Energy and utilities
– Gasoline is one area where consumers have seen relief: gasoline prices were down 0.5% in September year over year, and average pump prices dropped below $3 per gallon earlier in the month in some reports. Lower crude prices, stronger refinery output and weaker seasonal demand helped push gasoline lower.
– Despite lower pump prices, other energy costs have risen. Residential electricity prices increased more than 10% over the first eight months of 2025 (National Energy Assistance Directors Association). Over the trailing 12 months, power costs rose about 6%.
– Utility bill delinquency has risen: by June 2025 nearly one in 20 households was seriously behind on utility payments, and average overdue balances climbed from $597 to $789 over three years, a 32% increase (The Century Foundation and Protect Borrowers).
Politics and statements
– Mr. Trump made the remarks in Mount Pocono, Pa., as his administration promotes its economic agenda ahead of next year’s midterms. He said, “I have no higher priority than making America affordable.”

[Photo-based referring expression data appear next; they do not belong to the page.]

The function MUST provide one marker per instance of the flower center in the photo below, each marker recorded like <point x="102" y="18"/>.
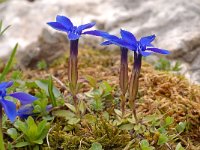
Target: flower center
<point x="140" y="47"/>
<point x="2" y="93"/>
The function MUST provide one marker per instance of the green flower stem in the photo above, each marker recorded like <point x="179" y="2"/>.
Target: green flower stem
<point x="1" y="133"/>
<point x="73" y="60"/>
<point x="123" y="77"/>
<point x="73" y="71"/>
<point x="134" y="83"/>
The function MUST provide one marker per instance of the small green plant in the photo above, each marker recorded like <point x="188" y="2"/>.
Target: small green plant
<point x="33" y="133"/>
<point x="100" y="96"/>
<point x="164" y="64"/>
<point x="41" y="65"/>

– White House spokesman Kush Desai credited the administration with rapidly cooling inflation to a “2.5% annualized rate” and said supply-side policies will keep inflation falling and real wages rising.
– Not all Republicans agree on whether affordability is solved. Rep. Marjorie Taylor Greene told CBS News she does not view affordability as a “hoax” and said “everyone’s bills have either stayed the same or gone up.”
What to expect
– While some data points (like falling gas prices) give consumers relief, other costs — groceries, housing and utilities in particular — remain elevated compared with recent years.
– Fed officials and many economists expect tariff-driven price effects to be temporary and headline inflation to decline in 2026, but near-term data through late 2025 indicate inflation has not uniformly “come down tremendously” across household expenses.